Darum gehts
- Bund plant neue Plattform für Polizeidatenzugriff in der Schweiz
- Schengen erlaubt EU-Datenabfrage, aber keine kantonalen Vernetzungen
- Plattform Polar existiert seit 2024, Verfassungsänderung bis Ende 2026 geplant
Mehr Diebstähle, mehr schwere Gewalt, mehr Tötungsdelikte. In den vergangenen Jahren wurden mehr und mehr Straftaten registriert. Das zeigen die Kriminalstatistiken. Ein Problem sind gerade abgewiesene Asylsuchende aus dem Maghreb, die durch die Schweiz ziehen und Autos aufbrechen oder Läden überfallen.

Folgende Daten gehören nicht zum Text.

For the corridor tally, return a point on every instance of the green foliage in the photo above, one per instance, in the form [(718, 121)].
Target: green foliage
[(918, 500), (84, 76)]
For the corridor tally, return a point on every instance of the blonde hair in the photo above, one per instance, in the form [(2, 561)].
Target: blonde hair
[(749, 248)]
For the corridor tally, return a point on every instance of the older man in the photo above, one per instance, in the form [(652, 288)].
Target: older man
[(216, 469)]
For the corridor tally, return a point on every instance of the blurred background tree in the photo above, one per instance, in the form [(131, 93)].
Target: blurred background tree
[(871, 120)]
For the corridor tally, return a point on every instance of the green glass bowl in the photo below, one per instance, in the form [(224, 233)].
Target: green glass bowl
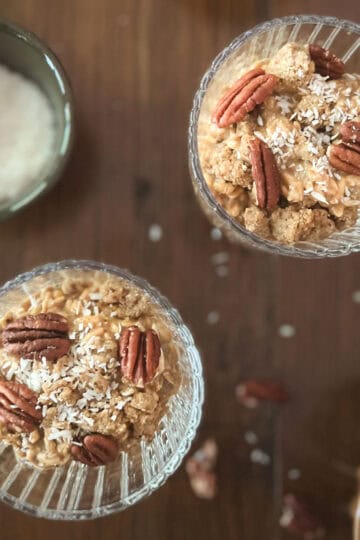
[(23, 52)]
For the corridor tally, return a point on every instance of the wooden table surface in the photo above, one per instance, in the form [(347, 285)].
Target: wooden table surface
[(134, 66)]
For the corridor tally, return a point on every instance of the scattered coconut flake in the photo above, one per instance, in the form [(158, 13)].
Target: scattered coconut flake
[(215, 234), (294, 474), (213, 317), (95, 296), (286, 331), (259, 456), (222, 270), (222, 257), (250, 437), (155, 232), (56, 434), (319, 197)]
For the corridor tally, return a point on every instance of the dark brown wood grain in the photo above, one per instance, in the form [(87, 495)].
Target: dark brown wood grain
[(134, 66)]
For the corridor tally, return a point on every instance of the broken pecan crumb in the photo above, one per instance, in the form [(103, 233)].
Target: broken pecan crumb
[(251, 391), (96, 450), (298, 519), (200, 469)]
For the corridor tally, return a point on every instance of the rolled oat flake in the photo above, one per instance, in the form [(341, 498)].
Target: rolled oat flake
[(27, 135)]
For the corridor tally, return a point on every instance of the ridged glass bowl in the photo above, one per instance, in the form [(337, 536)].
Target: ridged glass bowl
[(343, 37), (76, 491)]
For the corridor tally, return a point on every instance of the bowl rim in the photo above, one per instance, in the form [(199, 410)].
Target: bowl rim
[(183, 447), (196, 173), (57, 165)]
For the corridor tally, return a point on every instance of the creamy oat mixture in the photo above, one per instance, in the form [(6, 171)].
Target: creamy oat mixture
[(298, 121), (84, 391)]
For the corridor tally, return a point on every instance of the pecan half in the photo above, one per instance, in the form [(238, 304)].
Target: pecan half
[(253, 390), (250, 90), (350, 132), (96, 450), (266, 174), (297, 518), (37, 336), (139, 354), (18, 407), (326, 63), (345, 157)]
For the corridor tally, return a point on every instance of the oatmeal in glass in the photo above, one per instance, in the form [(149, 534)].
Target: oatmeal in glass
[(280, 149), (87, 367)]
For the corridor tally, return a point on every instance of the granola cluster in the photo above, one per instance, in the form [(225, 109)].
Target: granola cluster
[(297, 104), (82, 404)]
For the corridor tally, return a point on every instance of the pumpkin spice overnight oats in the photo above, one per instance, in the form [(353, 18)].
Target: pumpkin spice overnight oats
[(87, 367), (281, 151), (278, 141)]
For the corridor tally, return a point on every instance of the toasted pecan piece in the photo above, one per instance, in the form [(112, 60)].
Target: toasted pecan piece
[(96, 450), (242, 98), (18, 407), (37, 336), (265, 174), (345, 157), (139, 354)]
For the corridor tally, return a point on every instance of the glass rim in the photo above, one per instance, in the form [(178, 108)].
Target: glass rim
[(252, 239), (193, 355)]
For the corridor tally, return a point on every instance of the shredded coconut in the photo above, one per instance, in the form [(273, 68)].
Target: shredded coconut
[(27, 135)]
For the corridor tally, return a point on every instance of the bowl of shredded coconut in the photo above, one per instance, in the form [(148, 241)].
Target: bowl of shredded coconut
[(36, 110)]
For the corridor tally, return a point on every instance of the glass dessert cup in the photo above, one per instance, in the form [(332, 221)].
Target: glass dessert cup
[(343, 38), (76, 491)]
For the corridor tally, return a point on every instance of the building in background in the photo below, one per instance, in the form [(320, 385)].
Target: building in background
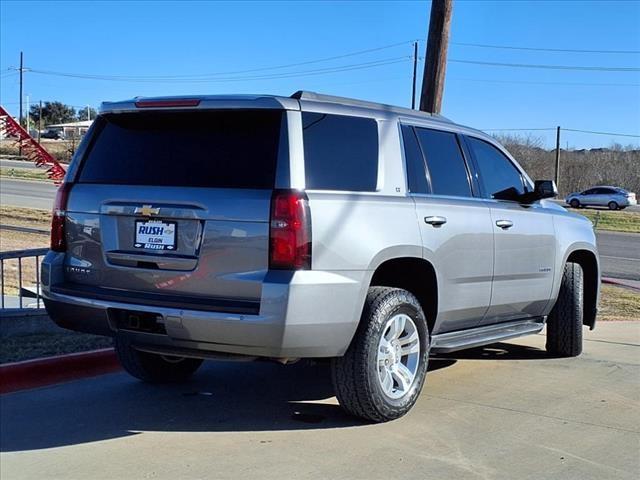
[(71, 129)]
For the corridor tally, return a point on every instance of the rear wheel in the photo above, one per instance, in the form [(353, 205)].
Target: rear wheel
[(564, 324), (381, 375), (154, 368)]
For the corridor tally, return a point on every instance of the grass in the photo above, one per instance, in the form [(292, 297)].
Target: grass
[(25, 217), (617, 221), (12, 240), (37, 345), (60, 149), (25, 173), (617, 303)]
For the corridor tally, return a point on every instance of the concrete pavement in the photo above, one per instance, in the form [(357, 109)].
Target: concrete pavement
[(504, 412)]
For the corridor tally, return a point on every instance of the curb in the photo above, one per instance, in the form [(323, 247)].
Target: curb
[(620, 283), (51, 370)]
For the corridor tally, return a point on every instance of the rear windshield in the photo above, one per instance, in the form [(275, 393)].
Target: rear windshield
[(224, 149)]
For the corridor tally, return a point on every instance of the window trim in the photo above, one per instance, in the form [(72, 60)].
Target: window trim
[(473, 186), (401, 127), (483, 194), (379, 164)]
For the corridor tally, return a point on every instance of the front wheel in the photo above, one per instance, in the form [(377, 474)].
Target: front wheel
[(564, 324), (381, 375), (151, 367)]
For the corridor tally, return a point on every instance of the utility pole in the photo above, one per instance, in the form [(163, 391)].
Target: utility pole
[(40, 122), (21, 70), (415, 69), (557, 157), (436, 58)]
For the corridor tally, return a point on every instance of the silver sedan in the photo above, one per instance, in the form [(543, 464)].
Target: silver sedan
[(613, 197)]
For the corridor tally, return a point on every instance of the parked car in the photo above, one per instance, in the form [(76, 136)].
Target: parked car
[(53, 134), (310, 226), (613, 197)]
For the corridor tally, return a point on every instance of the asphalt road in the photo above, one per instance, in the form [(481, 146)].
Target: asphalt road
[(619, 254), (22, 193), (4, 163), (501, 412)]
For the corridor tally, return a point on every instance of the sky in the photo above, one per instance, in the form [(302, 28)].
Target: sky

Doch will ein Aargauer Polizist herausfinden, ob ein Ganove auch andernorts bekannt ist, muss er sämtliche Kantonspolizeikorps einzeln per Telefon oder E-Mail abklappern. Nur so kommt er an deren Informationen.
Ineffizienz, Verzögerungen, Doppelspurigkeiten
Es klingt absurd: Dank des Schengen-Abkommens kann der Aargauer Polizist in einem polizeilichen Informationssystem der EU Daten direkt abfragen, nicht aber in einem System des Nachbarkantons. Jedes Korps betreibt sein eigenes System. Die gegenseitige Abfrage von Informationen erfolgt über den Amtshilfeweg. Das führt zu ineffizienten Abläufen, in dringlichen Fällen zu Verzögerungen und teilweise zu Doppelspurigkeiten.
Die Kantone werkeln schon seit Jahren an einer einheitlichen Abfrageplattform. Technisch ist es kein Problem, doch der Kantönligeist steht im Weg. Die Kantone müssten ihre Gesetze aufeinander abstimmen.
Nun will der Bund Fakten schaffen. Justizminister Beat Jans (61) stellt am Donnerstag die nötige Änderung im Bundesrecht vor. Dabei geht es darum, eine Verfassungsgrundlage zu schaffen und das Bundesgesetz über polizeiliche Informationssysteme (BPI) anzupassen. Beide Vorlagen gehen nun in die öffentliche Vernehmlassung.
Zentral für Bekämpfung organisierter Kriminalität
Erweitert werden soll die Polizei-Abfrageplattform Polap. Sie soll es den Polizeikorps der Kantone und den Polizeiorganen des Bundes erlauben, auf polizeiliche Daten in der ganzen Schweiz zuzugreifen – unter Einhaltung gesetzlicher Vorgaben. Stichwort: Datenschutz.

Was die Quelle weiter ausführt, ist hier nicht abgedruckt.